Further investigation of the target area using ultrasound and/or radiography can then be performed.
REPRODUCTIVE DONT DELETE
The CEC now offers Digital Radiography (DR). Instead of using film, the x-rays are converted to a light signal which is digitized in the x-ray plate and sent directly to a computer.
This means improved diagnostic capability, as the image quality is greatly superior to film and images can be manipulated and magnified, as well as increased efficiency, as each image takes approximately 5 seconds to appear on the computer screen for viewing. In essence, with our new DR system, we can diagnose problems more accurately in less than half the time. The rapidity of the system is also very useful for vet checks, where many images of multiple joints are required.
In 2005 a separate air-conditioned suite was built on the premises to house our scintigraphy unit. The process of scintigraphy, or bone scanning, involves injecting a radioactive isotope into the horse's body and observing areas of increased uptake of the isotope using a camera.
The radioactivity is increased in areas of the body that are undergoing inflammatory reactions and/or boney remodelling.
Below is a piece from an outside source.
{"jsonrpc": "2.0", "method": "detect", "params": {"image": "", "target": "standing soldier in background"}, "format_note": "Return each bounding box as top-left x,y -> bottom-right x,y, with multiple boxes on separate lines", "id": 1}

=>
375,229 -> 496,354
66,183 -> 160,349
Although most of our scintigraphic analyses focus on the skeleton, soft tissues can also be visualized for muscular, tendinous or ligamentous damage.
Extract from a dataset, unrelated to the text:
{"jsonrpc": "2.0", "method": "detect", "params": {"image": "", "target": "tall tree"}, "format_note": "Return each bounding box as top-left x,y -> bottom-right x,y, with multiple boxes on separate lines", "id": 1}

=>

Scintigraphy is a useful method of resolving more complicated lameness cases when the cause of the lameness remains elusive using radiography and ultrasonography alone.
Joint Therapy (IRAP)
'The Canterbury Equine Clinic offers an exciting new treatment for the management of arthritis and degenerative joint disease in horses. IRAP Therapy is especially useful in horses that either do not respond to, or show decreasing levels of response to, conventional anti-inflammatory joint medication (e.g. Hyaluronic acid/cortisone joint injections).
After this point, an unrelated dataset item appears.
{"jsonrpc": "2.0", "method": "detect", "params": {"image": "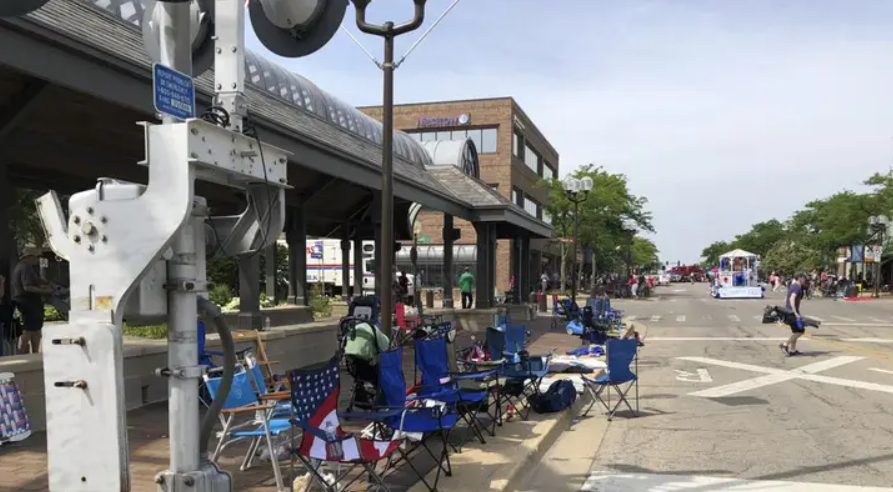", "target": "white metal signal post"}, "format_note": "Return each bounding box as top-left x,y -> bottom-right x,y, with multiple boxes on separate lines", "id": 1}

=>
0,0 -> 358,492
The Canterbury Equine Clinic offers shock wave therapy as a means of aiding in a horse's recovery from a variety of injuries and ailments. Shock wave treatment is used successfully for treatment of musculoskeletal disorders including suspensory ligament strain, stress fractures, sacroiliac (back) pain, sesamoiditis, splints, navicular syndrome, curb, stifle and cannon bone cysts, tendonitis and muscle strains.
Sampling the fluid that bathes the organs of the abdomen can assist in the diagnosis of many conditions. Our resident haematologist can interpret these samples immediately, allowing fast and accurate diagnosis and treatment.
Using ultrasound we are able to visualize the organs within the abdominal cavity, an important method of diagnosing a variety of ailments from colics to peritonitis.
Stomach ulcers can affect performance and overall condition of horses dramatically. The clinic has a gastroscope that is capable of visualizing the stomach lining. The extent of ulceration can then be photographed and monitored throughout treatment and recovery.
Cryptorchidectomy (Rig Op)
It is reasonably common for the male equine to have one, or sometimes even two, undescended testicles. The testis can be sitting high in the abdomen or in the inguinal ring area.
Removal of both testicles at castration is vital to ensure the colt/stallion cannot serve mares as this condition is hereditary.
Primary Closure Castration
Primary closure castration involves removal of both testes through skin incisions that are then closed. This technique is carried out in the surgical suite and is the safest means of castration as there is virtually no risk of herniation. Horses can return to full work in only a few weeks after surgery.
Tumours in the ovaries or behavioural problems can necessitate removing the ovaries of the mare.
Rectovaginal Fistula Repair
During foaling, or at service, the mare can sustain an injury that splits the shelf between her rectum and her vagina. It is vital that this is repaired for future pregnancies to be successful.
This shelf can be carefully rebuilt so contamination of the vagina from the rectum cannot occur.
Foaling is a very fast and vigorous process in the mare. Complications can arise very quickly and to save the foal it is vital that a caesarian be performed very quickly. We are able to walk the mare straight off the transporter and into the surgery for an emergency caesarian section.